The people of this village belong to the Balkhkanlu nomadic tribe. They live in a remote and untouched beautiful and green geography with orchards and trees full of walnuts, apples and cherries.
According to the official reports of the annual census in 2016, the population of this village had reached 169 people. And it is even less today
One villager attributed the main reason for this population decline to the migration of people to the cities, but also mentioned an ugly phenomenon that influenced the decision of many families to leave the area.
He mentioned, for example, the family of Mohammed Effendaki.
Halima Efendaki, daughter of Mohammed Efendaki from Isa Khan, was taken away when she was 15 years old by the PKK teams that use the area to cross the border, both into and out of Turkey. Halima was not the only one to disappear into the armed group, but being such a young girl, and surviving way longer than other recruits, she became an oftent-old story in the region. Sixteen years after her disappearance, and sixteen years of her parents waiting and praying for her safe return, she was reportedly killed in a clash with the Turkish army.
Why a 15-year-old child should be separated from her family, and be separated from them for ages, and suddenly get killed in another country, is the biggest question that local families suffer from.
What was most painful about the story, is that of the members of the Effendaki family, many suffered disabilities that appeared to be genetic and hereditary.

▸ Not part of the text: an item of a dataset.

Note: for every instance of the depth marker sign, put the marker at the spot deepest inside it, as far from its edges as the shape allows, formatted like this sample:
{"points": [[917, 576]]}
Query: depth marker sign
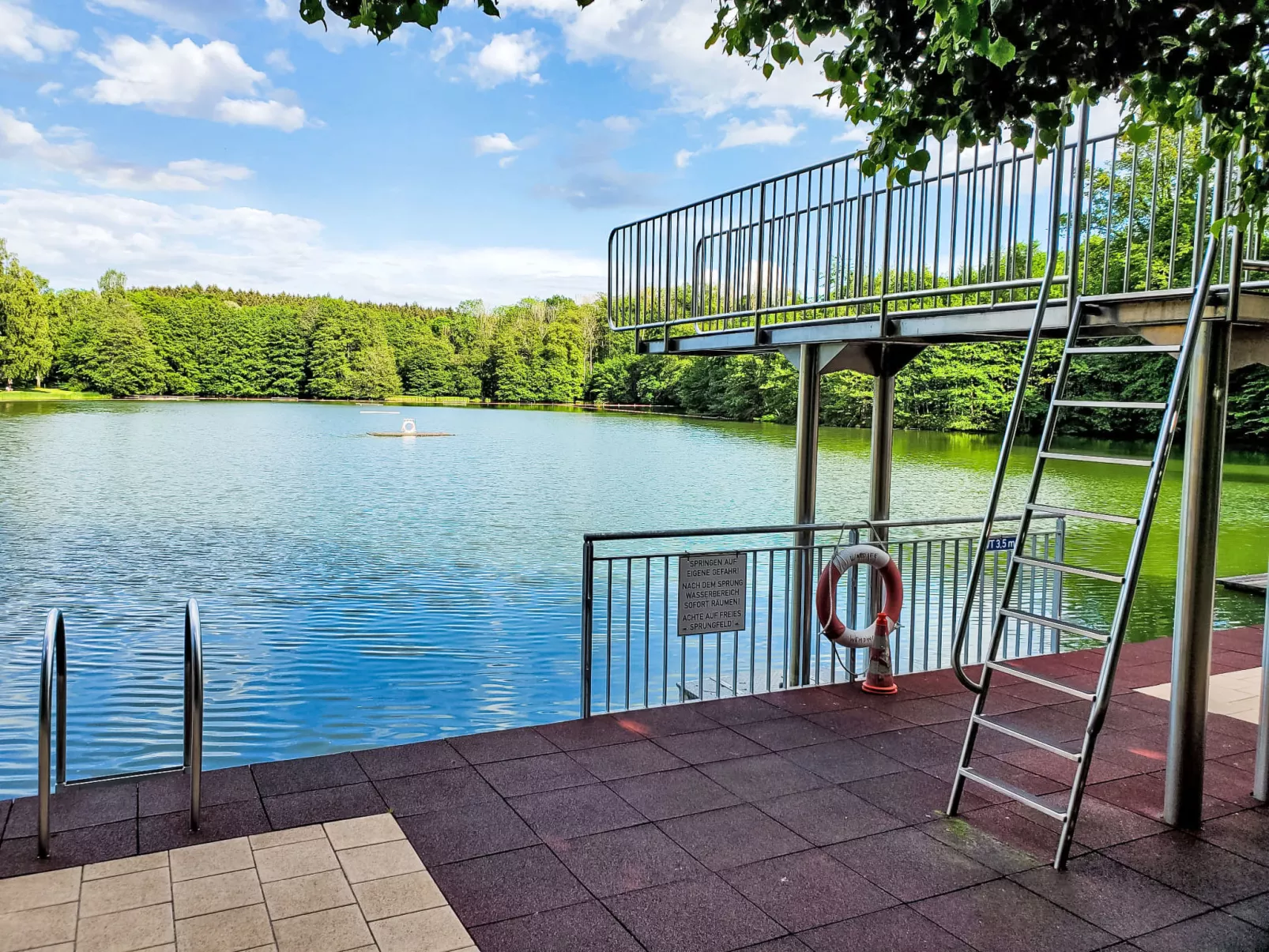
{"points": [[711, 593]]}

Halima has a sister and a brother with various physical and cognitive disabilities, but Halima, the only healthy child of the family, was hunted down by the PKK. Her siblings suffered tremendously from this.
Disappearances such as Halima’s have occurred many times in the northwestern border areas of Salmas, Maku, Chaldoran and surrounding areas, that share a border with Turkey and where PKK militias travel into and out of the country for their clashes there. Elias Hakimi is another local example of these crimes committed by the PKK.